Collective decision making is crucial in human organizations and societies. When a collective is working on exploration of problem space and/or ideation for creative solutions, the evolutionary perspective is useful for conceptualizing and modeling collective decision making, where populations of ideas spread and evolve on a social network habitat via continual applications of evolutionary operators by human individuals (Sayama & Dionne 2015).
Using an evolutionary approach to model collective decision making, we conducted agent-based simulations to investigate how collective decision making would be affected by the size and topology of social network structure (Sayama, Dionne & Yammarino 2013). In our model, each agent has its own utility function defined over a multi-dimensional problem space, which is marginally different from the “true” utility function that is not accessible from any agent. Each agent can memorize multiple ideas in mind, and iteratively applies evolutionary operators (e.g., replication, mutation, recombination, elimination) to the idea population it has. The outcomes of evolutionary operations are stored in the agent’s mind, and also sent to the neighbors to which the agent is connected. This allows the spread of ideas through social ties.

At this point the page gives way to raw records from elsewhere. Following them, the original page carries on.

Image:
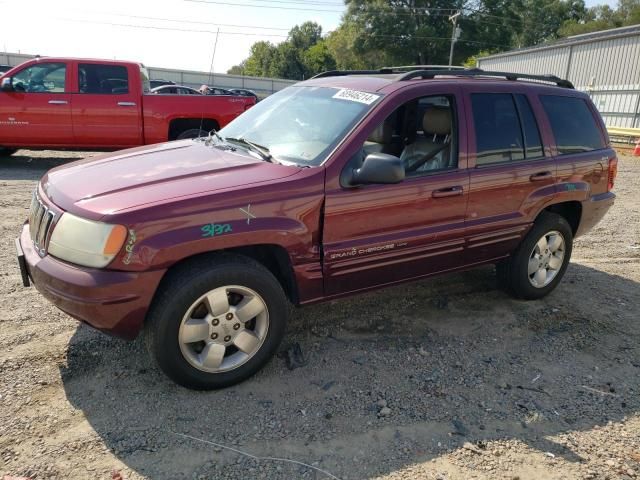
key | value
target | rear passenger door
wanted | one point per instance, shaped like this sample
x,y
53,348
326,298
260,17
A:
x,y
38,109
511,174
105,107
581,148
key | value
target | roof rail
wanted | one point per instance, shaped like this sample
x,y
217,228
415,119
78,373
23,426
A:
x,y
425,67
476,72
342,73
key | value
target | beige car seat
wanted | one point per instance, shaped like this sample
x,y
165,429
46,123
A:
x,y
430,152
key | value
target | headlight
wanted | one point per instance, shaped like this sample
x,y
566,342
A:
x,y
85,242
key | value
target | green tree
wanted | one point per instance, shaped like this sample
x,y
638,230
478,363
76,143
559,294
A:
x,y
258,64
318,58
603,17
305,36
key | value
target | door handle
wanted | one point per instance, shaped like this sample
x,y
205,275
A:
x,y
537,177
447,192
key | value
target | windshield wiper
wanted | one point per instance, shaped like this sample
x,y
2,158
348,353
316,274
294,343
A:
x,y
259,149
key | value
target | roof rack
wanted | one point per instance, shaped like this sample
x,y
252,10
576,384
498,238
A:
x,y
342,73
385,70
477,72
431,71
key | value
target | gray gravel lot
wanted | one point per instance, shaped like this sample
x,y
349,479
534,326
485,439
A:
x,y
445,378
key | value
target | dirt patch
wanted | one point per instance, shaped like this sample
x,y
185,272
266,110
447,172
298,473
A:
x,y
446,378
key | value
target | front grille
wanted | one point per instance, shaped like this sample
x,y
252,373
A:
x,y
40,224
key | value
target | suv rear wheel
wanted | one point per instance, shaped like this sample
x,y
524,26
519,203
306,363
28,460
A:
x,y
539,263
216,322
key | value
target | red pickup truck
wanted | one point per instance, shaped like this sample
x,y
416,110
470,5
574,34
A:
x,y
78,103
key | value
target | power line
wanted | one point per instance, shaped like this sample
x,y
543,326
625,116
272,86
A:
x,y
173,29
152,27
368,7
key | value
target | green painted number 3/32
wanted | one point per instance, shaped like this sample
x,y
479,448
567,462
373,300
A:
x,y
214,229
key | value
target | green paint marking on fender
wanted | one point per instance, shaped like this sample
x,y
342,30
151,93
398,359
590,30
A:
x,y
215,229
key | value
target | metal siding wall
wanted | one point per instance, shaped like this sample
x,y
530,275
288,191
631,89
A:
x,y
196,79
611,64
607,69
552,61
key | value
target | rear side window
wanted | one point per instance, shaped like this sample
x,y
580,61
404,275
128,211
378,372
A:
x,y
532,142
574,126
103,79
500,136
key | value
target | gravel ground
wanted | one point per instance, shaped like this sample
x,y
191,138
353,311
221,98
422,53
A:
x,y
441,379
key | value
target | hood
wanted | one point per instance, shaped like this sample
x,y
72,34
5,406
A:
x,y
108,183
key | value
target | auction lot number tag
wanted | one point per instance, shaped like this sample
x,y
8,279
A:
x,y
356,96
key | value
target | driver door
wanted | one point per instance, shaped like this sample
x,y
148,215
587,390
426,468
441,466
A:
x,y
377,235
38,110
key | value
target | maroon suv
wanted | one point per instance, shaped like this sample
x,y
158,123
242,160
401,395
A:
x,y
344,183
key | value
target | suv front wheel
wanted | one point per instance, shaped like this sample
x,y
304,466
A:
x,y
216,322
539,262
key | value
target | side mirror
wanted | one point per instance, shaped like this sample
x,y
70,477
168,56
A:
x,y
7,84
379,168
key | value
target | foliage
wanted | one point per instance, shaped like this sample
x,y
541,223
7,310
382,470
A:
x,y
377,33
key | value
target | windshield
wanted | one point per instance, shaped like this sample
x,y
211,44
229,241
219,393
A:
x,y
301,124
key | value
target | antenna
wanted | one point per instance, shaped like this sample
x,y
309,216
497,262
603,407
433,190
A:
x,y
213,57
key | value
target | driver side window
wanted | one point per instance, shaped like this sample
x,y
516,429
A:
x,y
41,78
422,133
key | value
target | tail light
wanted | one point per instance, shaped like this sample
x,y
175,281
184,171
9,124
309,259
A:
x,y
613,171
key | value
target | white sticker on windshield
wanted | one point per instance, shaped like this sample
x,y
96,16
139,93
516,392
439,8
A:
x,y
356,96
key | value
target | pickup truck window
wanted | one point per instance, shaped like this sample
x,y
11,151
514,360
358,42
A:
x,y
572,123
102,79
144,79
302,124
41,78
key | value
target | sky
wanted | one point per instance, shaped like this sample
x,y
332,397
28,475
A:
x,y
177,34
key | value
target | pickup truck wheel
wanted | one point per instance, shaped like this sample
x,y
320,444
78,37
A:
x,y
192,133
214,324
8,151
539,263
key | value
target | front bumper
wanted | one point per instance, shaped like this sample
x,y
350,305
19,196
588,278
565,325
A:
x,y
114,302
593,210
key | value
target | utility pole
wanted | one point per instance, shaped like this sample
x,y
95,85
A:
x,y
455,34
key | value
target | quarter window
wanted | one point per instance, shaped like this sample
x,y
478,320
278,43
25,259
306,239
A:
x,y
41,78
103,79
532,142
572,123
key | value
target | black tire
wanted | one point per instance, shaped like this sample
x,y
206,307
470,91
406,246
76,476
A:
x,y
192,133
513,274
184,286
7,151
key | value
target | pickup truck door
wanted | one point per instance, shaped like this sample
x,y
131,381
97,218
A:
x,y
106,105
38,110
512,174
377,235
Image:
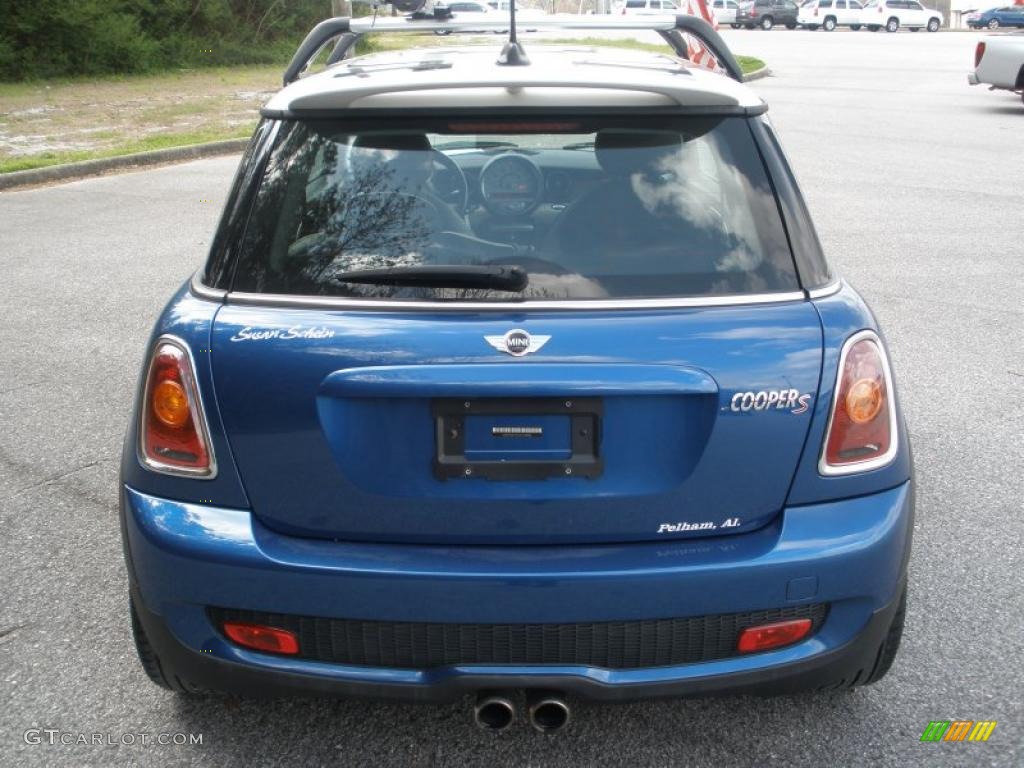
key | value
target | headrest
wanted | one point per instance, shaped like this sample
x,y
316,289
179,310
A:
x,y
623,153
397,141
404,155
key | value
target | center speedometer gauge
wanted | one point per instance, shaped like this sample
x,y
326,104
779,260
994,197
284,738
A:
x,y
511,184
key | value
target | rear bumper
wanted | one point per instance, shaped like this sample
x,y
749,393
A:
x,y
851,554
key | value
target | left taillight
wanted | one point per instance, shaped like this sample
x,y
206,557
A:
x,y
861,433
173,435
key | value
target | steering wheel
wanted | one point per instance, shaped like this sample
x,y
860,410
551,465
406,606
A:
x,y
449,182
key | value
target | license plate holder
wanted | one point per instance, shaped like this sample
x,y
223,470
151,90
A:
x,y
512,419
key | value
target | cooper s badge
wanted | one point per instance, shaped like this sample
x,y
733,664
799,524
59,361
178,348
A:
x,y
517,342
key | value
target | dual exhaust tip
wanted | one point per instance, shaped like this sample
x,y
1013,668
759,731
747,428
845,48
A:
x,y
547,711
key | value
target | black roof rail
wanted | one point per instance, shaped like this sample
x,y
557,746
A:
x,y
348,31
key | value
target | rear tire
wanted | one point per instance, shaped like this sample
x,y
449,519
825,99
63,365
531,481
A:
x,y
887,653
155,668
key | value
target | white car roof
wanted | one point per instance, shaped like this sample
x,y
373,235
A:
x,y
469,77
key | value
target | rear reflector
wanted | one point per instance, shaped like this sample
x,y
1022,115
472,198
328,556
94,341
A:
x,y
772,635
259,637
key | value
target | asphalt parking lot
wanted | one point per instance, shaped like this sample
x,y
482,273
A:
x,y
915,182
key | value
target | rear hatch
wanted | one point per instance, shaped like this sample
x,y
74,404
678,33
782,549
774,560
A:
x,y
663,390
338,421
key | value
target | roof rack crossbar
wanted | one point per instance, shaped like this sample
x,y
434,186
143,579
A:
x,y
348,31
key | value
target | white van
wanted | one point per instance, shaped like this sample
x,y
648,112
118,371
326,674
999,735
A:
x,y
830,13
649,7
891,14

Each simulation was run for a fixed number of iterations, and then the level of idea convergence at a social level and the true utility value of the most supported idea were measured as the performance metrics of collective decision making. The former metric characterizes the ability for the society to form consensus, while the latter characterizes its ability to find the true best solution. The size of the network (number of agents or nodes) was varied from 5 to 640 logarithmically. Three network topologies with the same average node degree were tested: Random, small-world and scale-free. For more details of the model and the simulation settings, see Sayama, Dionne & Yammarino (2013).
Simulation results indicated that expanding the size of the social network generally improved the quality of ideas at the cost of decision convergence. Simulations with different social network topologies further revealed that collective decision making on small-world networks with high local clustering tended to achieve highest decision quality more often than on random or scale-free networks (Fig. 1). This can be understood in that local clustering helps agents in different regions in a network maintain their respective focus areas and engage in different local search, possibly enhancing the effective parallelism of collective decision making and therefore resulting in a greater number of successful decisions. In contrast, the links in random and scale-free networks are all “global”, mixing discussions prematurely and therefore reducing the effective parallelism of collective decision making. These observations have an interesting contrast with the fact that random and scale-free networks are highly efficient in information dissemination because of their global connectedness. Our results indicate that such efficiency of information dissemination may not necessarily imply the same for collective decision making. This work may also offer an evolutionary explanation for the nontrivial relationship between network clustering and problem solving, a problem that is actively debated in organizational science (Shore, Bernstein & Lazer 2014).